The Federal Trade Commission reports that identity fraud occurs once every two seconds.
Someone right now is losing or compromising their identity. Unfortunately, many of those victims are in my hometown of St. Louis, MO.
A good example of this growing problem, St. Louis ranks third among all metropolitan areas nationally for identity theft. Missouri also ranked first ahead of Connecticut and Florida in identity theft complaints according to a 2015 survey conducted by the Consumer Sentinel Network, an online database of consumer complaints available only to law enforcement.
A 2016 Identity Fraud Study, published by Javelin Strategy & Research, found that $15 billion was stolen from 13.1 million US consumers in 2015. Over the past six years, identity thieves have stolen $112 billion.
Identity theft can run the gamut, from credit card fraud to loans to new accounts opened in your name. In many cases, the victim will have to fight to get her name back. The process can take months or even years to repair.
Both companies and individuals can be vulnerable. Despite the high probability that your identity will be hacked, stolen, or abused, there are steps one can take to help prevent identity theft from occurring.
These include protecting your information online. With the rise of online banking and shopping, your passwords and logins need to be cleared regularly, especially if you work on a public computer. These must be changed monthly.
Credit cards must be used for online purchases. Federal law provides better safeguards for credit card protection than other options. Use them instead of online payment services or debit cards.
Avoid sites that may look like a bank but are actually what is known as a phishing scam. They will try to get you to enter your personal information. Make sure you are on a website that is familiar and safe before you provide detailed background data.
Bank and credit card statements should be monitored. Check for odd purchases, ones you’re sure you didn’t make. Companies may have dozens of pages to review each month. Individuals not too many. Regardless, these reports should be reviewed periodically.

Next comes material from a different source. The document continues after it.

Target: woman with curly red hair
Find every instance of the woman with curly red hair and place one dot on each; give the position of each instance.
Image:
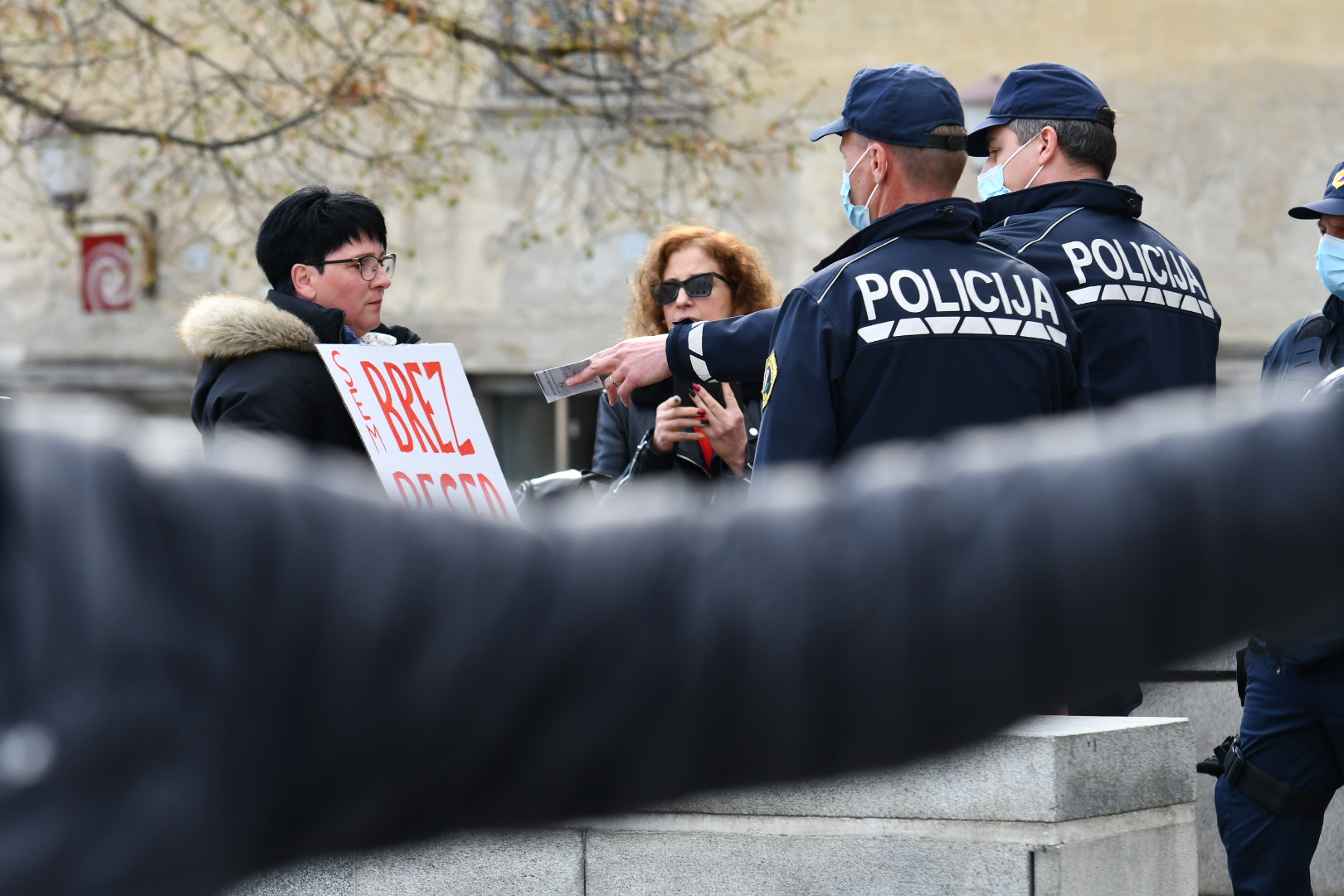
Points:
(696, 275)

Credit reports should be used several times a year. People are entitled to free annual credit reports by law. These are available at all three offices Equifax, Experian, and TransUnion. Businesses can check with Dunn and Bradstreet. Beware of fake sites that will try to charge you for similar reports and other unnecessary services.
Your children’s activities may also be inadvertently opening doors to your family’s data. Forms for schools and social organizations should be reviewed especially when social security numbers and credit cards are needed to participate. Parents should ask how the information will be used and how it will be stored to eliminate potential infringements.
Finally, hiring an identity theft prevention company can provide a combination of preventive and reactive tools to help maintain your identity and credit. These may include fraud alerts and credit freezes. Some services provide unlimited protection without limits in case your assets are compromised. Programs are available to the entire workforce as well as individuals.
As the old saying goes, “an ounce of prevention is worth a pound of cure.” A saying never more appropriate when your identity is at risk.